- Born: Mehran Azma United States
- Occupations: Musician, designer, writer, editor, producer, radio host

= R. Barrows =

Mehran Azma, who creates works under the alias R. Barrows, is an American musician, designer, writer, editor, producer and radio-show host.

Born in the United States, he spent the latter half of the 90s singing and playing guitar in post-punk act The Nightmare Syndicate, who toured and supported acts like The Murder City Devils, The Blood Brothers, The Rapture and others, and was a touring guitarist for the punk band Swindle in the Southern California area. During this time, he was also the editor-in-chief of online music publication Light Up The Sky and contributing writer for OC Weekly. After the dissolution of his previous efforts, he attended Otis College of Art and Design where he received his BA in Graphic Design and continued to play music as bassist and vocalist of Baby's Breath, and released solo material under the moniker Nevers.
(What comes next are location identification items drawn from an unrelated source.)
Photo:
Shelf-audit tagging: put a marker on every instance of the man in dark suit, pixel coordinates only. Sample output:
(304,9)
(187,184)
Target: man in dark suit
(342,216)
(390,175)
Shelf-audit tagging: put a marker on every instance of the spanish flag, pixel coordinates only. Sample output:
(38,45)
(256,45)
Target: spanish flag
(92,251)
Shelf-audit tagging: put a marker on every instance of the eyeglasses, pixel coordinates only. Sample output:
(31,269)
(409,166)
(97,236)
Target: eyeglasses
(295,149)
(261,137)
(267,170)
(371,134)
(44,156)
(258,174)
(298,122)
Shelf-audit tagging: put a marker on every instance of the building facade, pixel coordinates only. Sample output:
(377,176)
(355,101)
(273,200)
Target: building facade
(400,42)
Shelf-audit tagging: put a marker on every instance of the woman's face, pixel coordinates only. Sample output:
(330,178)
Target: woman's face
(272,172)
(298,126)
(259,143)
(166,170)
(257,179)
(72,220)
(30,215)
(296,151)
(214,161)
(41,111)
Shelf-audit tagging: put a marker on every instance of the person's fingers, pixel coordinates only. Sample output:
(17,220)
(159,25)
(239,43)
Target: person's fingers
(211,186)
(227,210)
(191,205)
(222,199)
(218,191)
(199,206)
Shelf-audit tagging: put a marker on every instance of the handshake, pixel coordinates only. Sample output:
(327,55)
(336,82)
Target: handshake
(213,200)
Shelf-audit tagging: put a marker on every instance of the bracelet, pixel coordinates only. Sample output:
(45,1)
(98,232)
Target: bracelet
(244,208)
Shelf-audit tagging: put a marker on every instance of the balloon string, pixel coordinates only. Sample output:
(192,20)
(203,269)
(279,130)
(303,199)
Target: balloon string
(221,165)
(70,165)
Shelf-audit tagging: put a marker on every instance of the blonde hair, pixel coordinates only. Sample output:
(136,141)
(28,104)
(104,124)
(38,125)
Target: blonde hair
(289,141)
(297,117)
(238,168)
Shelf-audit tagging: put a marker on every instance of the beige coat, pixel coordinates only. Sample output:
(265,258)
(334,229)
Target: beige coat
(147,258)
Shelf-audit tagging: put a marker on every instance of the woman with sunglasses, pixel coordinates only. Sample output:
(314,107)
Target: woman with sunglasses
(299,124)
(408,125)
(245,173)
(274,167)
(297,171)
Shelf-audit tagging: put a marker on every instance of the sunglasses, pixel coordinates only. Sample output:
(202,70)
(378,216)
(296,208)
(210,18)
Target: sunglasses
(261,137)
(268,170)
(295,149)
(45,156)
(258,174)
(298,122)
In 2011, he relocated to Portland, Oregon and began hosting a weekly radio show called Past Haunts on local radio-station PRA. After the closure of the station due to financial stress, the show was moved to House of Sound where he continues to host on Sunday mornings.

In 2013, he also began co-hosting a second radio show entitled Echo's Answer on KXRY 107.1 FM & 91.1 FM. In 2014, he launched SINIS Recordings and released the first record on the label by Warm Hands. In 2015, he marked the end of Echo's Answer and transitioned Past Haunts onto XRAY.FM, where he continues to broadcast weekly.